Samolot pasażerski wypadł z pasa, uderzył w betonową ścianę. Przeżyły tylko dwie osoby
Tragiczny wypadek miał miejsce w niedzielę rano na lotnisku międzynarodowym Muan. Należący do linii lotniczej Jeju Air samolot przyleciał z Bangkoku. Jak donosi agencja AP, pierwsza próba wylądowania została przerwana przez załogę i samolot odszedł na drugi krąg. Za drugim razem wylądował ze złożonym podwoziem, nie zdążył się zatrzymać na pasie startowym i uderzył w betonową barierę.
Tylko dwie osoby przeżyły
Siła uderzenia była ogromna. Samolot rozpadł się na kawałki i stanął w płomieniach. Jedynie część ogonowa pozostała w mniej więcej jednym kawałku. Ratownikom udało się wyciągnąć z niej dwóch członków załogi, którzy cudem przeżyli tę katastrofę. Podejrzewają, że 179 pozostałych osób na pokładzie straciło życie. Jeżeli się to potwierdzi – obecnie nadal trwają poszukiwania zwłok kilkudziesięciu pasażerów – to będzie to największa katastrofa lotnicza w historii Korei Południowej.

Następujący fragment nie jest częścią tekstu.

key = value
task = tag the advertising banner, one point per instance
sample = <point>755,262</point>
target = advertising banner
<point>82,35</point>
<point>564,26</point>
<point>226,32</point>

Na razie nie wiadomo, co było powodem katastrofy. Jeden ze świadków, który znajdował się wtedy na lotnisku, powiedział mediom, że przed katastrofą zobaczył iskry na prawym skrzydle samolotu. Inny twierdzi, że kiedy samolot odszedł na drugi krąg, usłyszał dwa razy dźwięk metalu trącego o metal. Władze podejrzewają, że powodem było połączenie kolizji z ptakiem ze złymi warunkami pogodowymi.
Jeju Air to jedna z największych tanich linii lotniczych w Korei Południowej. Był to pierwszy poważny wypadek w jej historii. W 2007 roku, dwa lata od jej założenia, Bombardier Q400 wypadł z pasa z powodu silnego wiatru, ale nikt wtedy nie zginął. Przedstawiciel firmy powiedział agencji Yonhap, że samolot, który się rozbił, miał 15 lat. Dotychczas nie było z nim żadnych problemów technicznych.